Personal information
- Born: August 29, 1989 (age 36) Baldwin, New York, U.S.
- Listed height: 6 ft 11 in (2.11 m)
- Listed weight: 250 lb (113 kg)

Career information
- High school: Rice (Harlem, New York)
- College: Kansas State (2009–2013)
- NBA draft: 2013: undrafted
- Playing career: 2013–2018
- Position: Center / power forward
- Number: 35

Career history
- 2013–2014: Rio Grande Valley Vipers
- 2014: Kataja
- 2014–2015: Science City Jena
- 2015–2016: Yokohama B-Corsairs
- 2016–2017: Estudiantes Concordia
- 2017: Correcaminos de Colón
- 2017: Atlético Aguada
- 2017: Saigon Heat
- 2017–2018: Westchester Knicks
- 2018: Rayos de Hermosillo

Career highlights
- NBA D-League All-Rookie Third Team (2014); Big 12 All-Defensive Team (2012);
- Stats at Basketball Reference

= Jordan Henriquez =

American basketball player (born 1989)

Jordan Henriquez-Roberts (born August 29, 1989) is an American professional basketball player. He played college basketball for Kansas State University.

==Professional career==
After going undrafted in the 2013 NBA draft, Henriquez joined the Houston Rockets for the 2013 NBA Summer League. On August 5, 2013, he signed with the Rockets. However, he was later waived by the Rockets on October 4, 2013. In November 2013, he was acquired by the Rio Grande Valley Vipers as an affiliate player.

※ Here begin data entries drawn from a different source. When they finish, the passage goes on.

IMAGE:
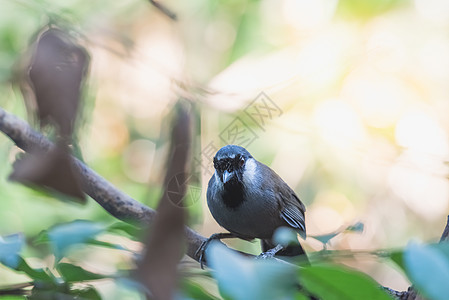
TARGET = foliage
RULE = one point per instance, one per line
(59, 273)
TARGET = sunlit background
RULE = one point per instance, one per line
(361, 87)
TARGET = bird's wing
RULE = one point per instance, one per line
(292, 209)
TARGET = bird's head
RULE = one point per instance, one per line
(229, 164)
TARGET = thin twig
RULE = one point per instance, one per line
(164, 10)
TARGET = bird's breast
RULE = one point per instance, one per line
(248, 214)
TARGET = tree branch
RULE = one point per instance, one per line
(118, 204)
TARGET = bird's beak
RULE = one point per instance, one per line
(227, 176)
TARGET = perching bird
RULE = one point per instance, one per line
(250, 200)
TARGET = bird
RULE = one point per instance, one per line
(250, 200)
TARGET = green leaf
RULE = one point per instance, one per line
(285, 236)
(357, 227)
(106, 244)
(339, 283)
(72, 273)
(62, 237)
(428, 269)
(325, 238)
(35, 274)
(261, 279)
(88, 293)
(192, 290)
(10, 247)
(131, 230)
(398, 258)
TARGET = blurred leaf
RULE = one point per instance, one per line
(428, 269)
(72, 273)
(131, 230)
(105, 244)
(325, 238)
(53, 170)
(285, 236)
(339, 283)
(88, 293)
(244, 278)
(62, 237)
(165, 242)
(398, 258)
(300, 296)
(10, 247)
(357, 227)
(367, 8)
(193, 290)
(35, 274)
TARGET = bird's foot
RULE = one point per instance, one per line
(201, 252)
(270, 253)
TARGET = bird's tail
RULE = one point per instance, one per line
(291, 250)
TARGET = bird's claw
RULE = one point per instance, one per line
(201, 253)
(270, 253)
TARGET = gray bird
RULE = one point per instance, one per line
(250, 200)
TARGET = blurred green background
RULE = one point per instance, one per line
(362, 88)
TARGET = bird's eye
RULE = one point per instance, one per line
(241, 162)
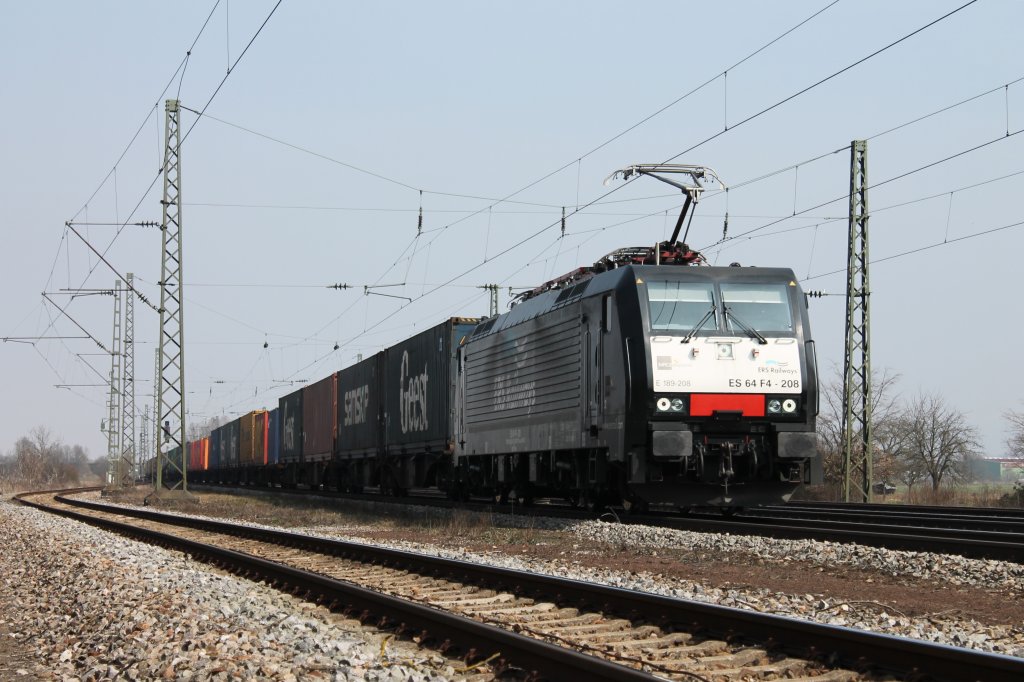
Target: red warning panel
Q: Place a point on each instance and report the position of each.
(704, 405)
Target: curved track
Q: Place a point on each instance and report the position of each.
(543, 626)
(892, 526)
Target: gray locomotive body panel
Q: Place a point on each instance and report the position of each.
(522, 387)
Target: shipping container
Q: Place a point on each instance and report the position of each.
(359, 418)
(252, 438)
(418, 388)
(229, 444)
(195, 456)
(215, 449)
(291, 427)
(320, 419)
(273, 436)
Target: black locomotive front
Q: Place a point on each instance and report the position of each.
(730, 386)
(643, 384)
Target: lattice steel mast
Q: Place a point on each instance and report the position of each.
(127, 466)
(170, 427)
(114, 403)
(857, 365)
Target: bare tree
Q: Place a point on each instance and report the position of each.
(41, 460)
(939, 439)
(885, 415)
(1015, 443)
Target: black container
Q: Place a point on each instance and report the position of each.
(320, 419)
(229, 444)
(359, 418)
(419, 388)
(290, 410)
(215, 462)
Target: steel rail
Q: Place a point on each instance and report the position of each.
(806, 639)
(901, 518)
(1001, 546)
(532, 655)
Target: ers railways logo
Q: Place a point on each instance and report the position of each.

In July 2014, Henriquez joined the New York Knicks for the 2014 NBA Summer League. On August 22, 2014, he signed with Kataja Basket Club of the Korisliiga. Afterwards, he signed with Science City Jena, where he averaged 11.3 points and 7.7 rebounds in seven games.

The next season, Henriquez signed with the Yokohama B-Corsairs of the Japanese Bj league, where he played 52 games and averaged 14.6 points, 11.7 rebounds, 1.7 assists and 2.1 blocks. In September 2016, he signed with Estudiantes Concordia of the Argentinian LNB, where he played 6 games and averaged 5.7 points and 5.8 rebounds.

In January, 2017, Henriquez signed with Panamanian team Correcaminos de Colón to dispute the FIBA Americas League, playing three games and averaging 6.7 points and 9.3 rebounds. Later he signed with Atlético Aguada of the Uruguayan LUB, where he averaged 10.0 points, 5.0 rebounds and 1.5 blocks in two games.

In February 2017, Henriquez signed with Vietnamese club Saigon Heat of the ASEAN Basketball League.

On November 3, 2017, Henriquez was included in the final roster of Westchester Knicks of the NBA G League.

On April 27, 2018, Henriquez signed with Rayos de Hermosillo of the Mexican CIBACOPA.

==The Basketball Tournament==
Jordan Henriquez played for Team Purple & Black in the 2018 edition of The Basketball Tournament. He scored seven points and grabbed 10 rebounds in the team's first-round loss to Atlanta Dirty South.